History 12: Introduction to the Middle East
Goal: This course has four major goals. First, is to provide you with basic literacy in the field of Middle East history. Second, this course explores what it means to do history by making explicit various approaches and methodologies used to construct narratives about change over time. Third, it is designed to help you educate yourself on your own and to contextualize current developments. Finally, this course emphasizes writing, critical thinking, and thematic synthesis --skills that you will need regardless of career path-- through the assignment of brief weekly essays.
Content: The diverse peoples of Southwest Asia/North Africa (a region recently labeled "The Middle East") have a rich and remarkable history. They established some of the earliest centers of agriculture-based civilizations and urban life, carried the messages of the world's three monotheistic religions (Judaism, Christianity and Islam), and served as the economic and cultural fulcrum of the world system during the medieval and early modern periods. The first part of this course outlines these and other themes up to the Seventeenth Century. The second part focuses on the eighteenth and nineteenth centuries, an era of intense social, economic and cultural transformation that led to the demise of the Ottoman and other empires and the emergence of a new state system, most of it under the colonial domination of Britain and France. The remainder of the course (Parts III, IV) is devoted to an exploration of the forces that have shaped the Middle East during the Twentieth Century such as the colonial encounter and rise of nationalist movements, the discovery of oil, regional conflicts and the Cold War, the rise of political Islam, and U.S. military intervention. Throughout, the major themes will be illustrated through case studies of specific countries as well as through the study of the causes and consequences of the Palestinian-Israeli conflict, the Iranian Revolution, and the Gulf Wars.

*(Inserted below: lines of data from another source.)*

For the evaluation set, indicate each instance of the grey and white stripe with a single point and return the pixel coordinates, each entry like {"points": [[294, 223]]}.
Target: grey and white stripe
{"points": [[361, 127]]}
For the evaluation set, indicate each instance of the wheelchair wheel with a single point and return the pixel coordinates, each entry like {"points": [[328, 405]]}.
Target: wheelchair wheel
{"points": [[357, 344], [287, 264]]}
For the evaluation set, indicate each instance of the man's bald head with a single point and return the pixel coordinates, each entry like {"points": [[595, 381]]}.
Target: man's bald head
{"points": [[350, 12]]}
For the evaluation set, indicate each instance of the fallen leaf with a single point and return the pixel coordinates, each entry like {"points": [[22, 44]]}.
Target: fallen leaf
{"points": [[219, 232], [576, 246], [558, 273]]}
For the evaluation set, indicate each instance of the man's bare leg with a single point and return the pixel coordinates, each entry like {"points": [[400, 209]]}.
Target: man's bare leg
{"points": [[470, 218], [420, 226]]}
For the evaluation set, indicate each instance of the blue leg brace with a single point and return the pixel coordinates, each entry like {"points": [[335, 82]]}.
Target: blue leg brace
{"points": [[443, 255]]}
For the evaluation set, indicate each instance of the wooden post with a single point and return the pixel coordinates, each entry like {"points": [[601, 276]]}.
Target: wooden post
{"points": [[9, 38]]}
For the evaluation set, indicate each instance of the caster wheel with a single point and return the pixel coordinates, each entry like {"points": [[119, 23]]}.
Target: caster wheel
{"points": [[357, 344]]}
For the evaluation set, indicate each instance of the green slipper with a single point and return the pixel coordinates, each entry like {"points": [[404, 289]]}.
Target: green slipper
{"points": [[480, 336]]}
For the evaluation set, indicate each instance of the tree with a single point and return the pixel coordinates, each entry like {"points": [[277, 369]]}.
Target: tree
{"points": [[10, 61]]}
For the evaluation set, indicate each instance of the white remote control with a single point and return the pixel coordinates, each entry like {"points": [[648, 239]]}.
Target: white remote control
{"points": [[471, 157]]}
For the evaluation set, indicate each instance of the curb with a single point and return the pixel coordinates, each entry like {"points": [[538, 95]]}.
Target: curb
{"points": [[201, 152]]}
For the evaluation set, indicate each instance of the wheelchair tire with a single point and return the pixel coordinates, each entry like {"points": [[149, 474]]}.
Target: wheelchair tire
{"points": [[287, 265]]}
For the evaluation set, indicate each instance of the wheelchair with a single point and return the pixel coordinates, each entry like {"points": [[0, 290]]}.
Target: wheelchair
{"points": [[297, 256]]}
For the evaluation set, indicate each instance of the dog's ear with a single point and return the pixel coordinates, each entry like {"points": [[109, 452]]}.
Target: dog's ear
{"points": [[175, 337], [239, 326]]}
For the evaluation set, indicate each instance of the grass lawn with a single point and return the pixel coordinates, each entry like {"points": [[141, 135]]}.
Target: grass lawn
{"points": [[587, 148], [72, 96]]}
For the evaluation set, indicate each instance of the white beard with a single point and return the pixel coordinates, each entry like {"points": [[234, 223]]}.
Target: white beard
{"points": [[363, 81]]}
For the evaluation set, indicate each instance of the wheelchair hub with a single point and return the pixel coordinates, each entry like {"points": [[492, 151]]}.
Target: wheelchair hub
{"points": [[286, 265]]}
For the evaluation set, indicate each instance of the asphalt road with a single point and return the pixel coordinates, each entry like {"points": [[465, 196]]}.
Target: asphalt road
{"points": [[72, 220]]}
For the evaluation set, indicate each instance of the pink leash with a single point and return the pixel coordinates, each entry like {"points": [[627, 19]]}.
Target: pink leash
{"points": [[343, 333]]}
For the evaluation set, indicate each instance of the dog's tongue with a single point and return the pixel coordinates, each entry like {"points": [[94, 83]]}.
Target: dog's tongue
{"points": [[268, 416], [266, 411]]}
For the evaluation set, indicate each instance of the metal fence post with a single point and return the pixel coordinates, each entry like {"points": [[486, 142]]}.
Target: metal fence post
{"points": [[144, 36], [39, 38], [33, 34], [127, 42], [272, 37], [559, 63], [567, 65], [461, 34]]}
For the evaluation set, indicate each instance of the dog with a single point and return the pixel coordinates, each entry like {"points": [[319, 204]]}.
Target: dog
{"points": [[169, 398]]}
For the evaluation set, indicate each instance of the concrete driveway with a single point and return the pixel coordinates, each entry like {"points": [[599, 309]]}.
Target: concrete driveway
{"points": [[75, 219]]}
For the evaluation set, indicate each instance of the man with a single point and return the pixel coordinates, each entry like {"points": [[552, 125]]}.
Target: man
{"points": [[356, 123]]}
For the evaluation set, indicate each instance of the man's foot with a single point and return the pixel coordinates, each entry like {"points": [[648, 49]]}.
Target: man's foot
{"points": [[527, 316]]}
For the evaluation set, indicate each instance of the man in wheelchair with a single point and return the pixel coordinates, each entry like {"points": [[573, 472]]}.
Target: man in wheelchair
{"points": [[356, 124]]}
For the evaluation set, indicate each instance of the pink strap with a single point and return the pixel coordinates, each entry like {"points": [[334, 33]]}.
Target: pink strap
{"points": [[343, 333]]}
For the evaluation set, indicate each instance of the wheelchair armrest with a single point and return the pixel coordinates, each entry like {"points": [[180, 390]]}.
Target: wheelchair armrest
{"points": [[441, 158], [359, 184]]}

Framework: Two organizing principles guide the presentation of information. First, "They" are not essentially different from "Us." The Middle East is not an exotic and mysterious region intelligible only to the initiated: its historical developments can be understood using the same social science units of analysis commonly applied to the study of other regions. Second, facts acquire meanings through interpretative frameworks. The arguments made in the assigned texts, lectures and films represent a wide range of approaches to this region's history. It is essential that you maintain a critical perspective and carefully evaluate the merits of each argument.
Readings: Required readings include academic books, primary documents, and in-depth scholarly articles that address the key developments in the history of this region. Readings also include social biographies of "ordinary" people, literary works and films. These additional readings will help you to relate to the peoples of the Middle East on a fundamental human level, to recognize that their societies are far more diverse and complex than is generally assumed, and to understand the myriad ways in which ordinary people struggle for survival in a fast-changing world.